Weber’s Der Freischütz is the finest neglected opera in or hovering on the edge of the canon. It’s not entirely bewildering why it should be, but there are ways of coping with structural defects, which is what it suffers from. Yet I don’t think there has been a UK performance of it since Edinburgh in 2002 (not counting the Berlioz version last year at the Proms), when Jonas Kaufmann sang Max in a concert performance. Perhaps concert performances are the best idea, since the one last week at the Barbican, under Sir Colin Davis, was thrilling and moving. Yet even it wasn’t entirely convincing on the structural problem, which is that almost all the significant action, and there is a fair amount, occurs in the spoken dialogue, of which there are enormous quantities.
The solution opted for at the Barbican was to have Malcolm Sinclair, actor and frequent participant in musical events, read a narration written by Amanda Holden. Quite a dramatic narration, with Sinclair semi-impersonating some of the characters, but the shift from that to the music was sometimes awkward. Still, the performance was a great success, and, as ever, I left wondering whether at last we might have a chance to see it more often.
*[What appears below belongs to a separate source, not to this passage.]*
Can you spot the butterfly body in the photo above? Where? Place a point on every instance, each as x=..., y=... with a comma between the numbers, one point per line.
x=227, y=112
Even German friends of mine say that Freischütz is ‘too German’ — as if anything could be. I think what they mean is that it has a certain kind of Romantic naiveté that one only comes across in German works. When he conducted it in Salzburg in 1954, Furtwängler wrote, ‘In this work, the world is still full of mystery. We must forget that we are living in an age of world-embracing technology that no longer brooks any secrets.’